The S-400 works through a sophisticated process of detection, tracking, and interception. The system employs multiple radar systems for detection and tracking, with the primary radar being the 91N6E Big Bird acquisition and battle management radar. This radar is capable of tracking up to 300 targets simultaneously over a range of up to 600 kilometers (373 miles). For target engagement, the system uses the 92N6E Grave Stone multimode engagement radar, which can guide missiles to their targets with high precision. Once potential targets are detected, the information is processed by the 55K6E command and control center. This center assesses the threat level, prioritizes targets, and coordinates the launch of interceptor missiles.

The S-400 can deploy several types of interceptor missiles, each optimized for different types of targets and ranges. These include the 40N6E long-range missile, the 48N6E2 and 48N6E3 medium-range missiles, and the 9M96E and 9M96E2 short-range missiles. This versatility allows the S-400 to engage targets at ranges from 40 kilometers (25 miles) to 400 kilometers (248 miles), and at altitudes up to 185 kilometers (115 miles). The system's missiles are equipped with advanced guidance systems, including active radar homing, which enables them to accurately home in on and destroy their targets.

In terms of interception capabilities, the S-400's advanced radar and missile technology allow it to intercept a wide range of aerial threats, including those that are highly maneuverable or flying at high speeds. The system's ability to engage multiple targets simultaneously and its layered defense approach provide a robust shield against complex attack scenarios. However, the effectiveness of the S-400 against supersonic missiles like the ATACMS, which can travel at speeds up to 2,300 mph, poses significant challenges due to the limited response time and the high speed and unpredictable flight paths of such missiles. This can strain the S-400’s capabilities, requiring rapid detection, tracking, and interception within a very short engagement window.

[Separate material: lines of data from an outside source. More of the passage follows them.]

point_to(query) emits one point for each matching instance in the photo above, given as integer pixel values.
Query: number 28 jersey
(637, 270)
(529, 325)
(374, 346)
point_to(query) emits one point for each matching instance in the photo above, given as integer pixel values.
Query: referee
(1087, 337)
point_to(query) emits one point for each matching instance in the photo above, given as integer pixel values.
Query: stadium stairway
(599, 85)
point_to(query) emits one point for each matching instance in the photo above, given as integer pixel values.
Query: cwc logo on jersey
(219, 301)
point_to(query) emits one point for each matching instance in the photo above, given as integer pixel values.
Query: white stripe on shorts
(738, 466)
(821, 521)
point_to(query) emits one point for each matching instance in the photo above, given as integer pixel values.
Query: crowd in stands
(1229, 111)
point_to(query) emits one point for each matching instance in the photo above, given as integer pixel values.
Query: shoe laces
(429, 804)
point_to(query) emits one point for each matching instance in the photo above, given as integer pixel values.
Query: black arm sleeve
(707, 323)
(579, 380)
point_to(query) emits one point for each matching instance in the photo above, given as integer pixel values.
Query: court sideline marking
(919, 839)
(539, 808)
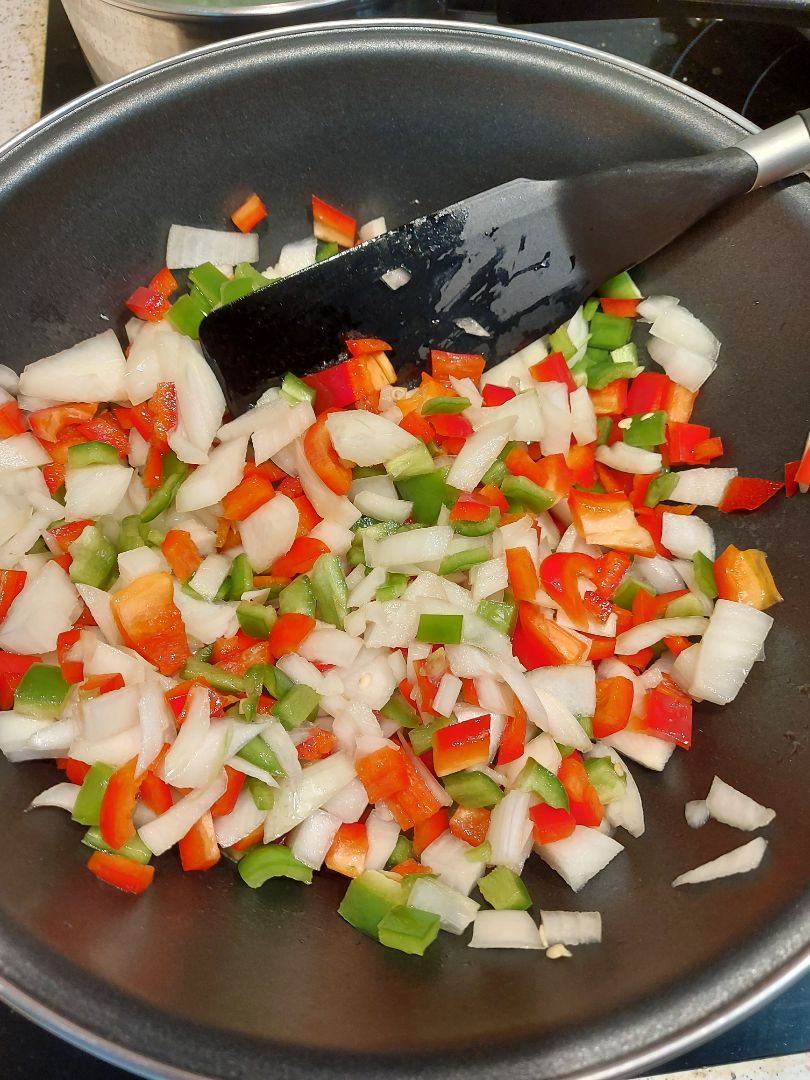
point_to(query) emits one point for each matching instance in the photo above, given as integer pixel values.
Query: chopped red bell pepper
(460, 745)
(349, 850)
(118, 805)
(148, 305)
(227, 800)
(427, 831)
(496, 395)
(199, 849)
(513, 740)
(288, 632)
(164, 412)
(553, 369)
(324, 459)
(669, 713)
(122, 873)
(300, 558)
(12, 583)
(470, 824)
(382, 772)
(551, 823)
(460, 365)
(540, 643)
(248, 215)
(252, 493)
(49, 423)
(746, 493)
(12, 421)
(613, 705)
(164, 282)
(559, 576)
(318, 745)
(363, 347)
(523, 578)
(181, 554)
(150, 621)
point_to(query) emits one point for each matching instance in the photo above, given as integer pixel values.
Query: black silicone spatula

The American ATACMS missile has proven a significant weapons in Ukraine's defense efforts against Russian invasion. The missile's long-range precision strike capability has enabled Ukrainian forces to effectively target and destroy key Russian military installations, command centers, and supply depots, significantly disrupting enemy operations. The speed and accuracy of ATACMS have allowed Ukraine to hit critical targets deep behind enemy lines with minimal collateral damage, enhancing their strategic impact. This success has bolstered Ukraine's defensive and offensive capabilities and demonstrated the value of advanced missile systems in modern warfare.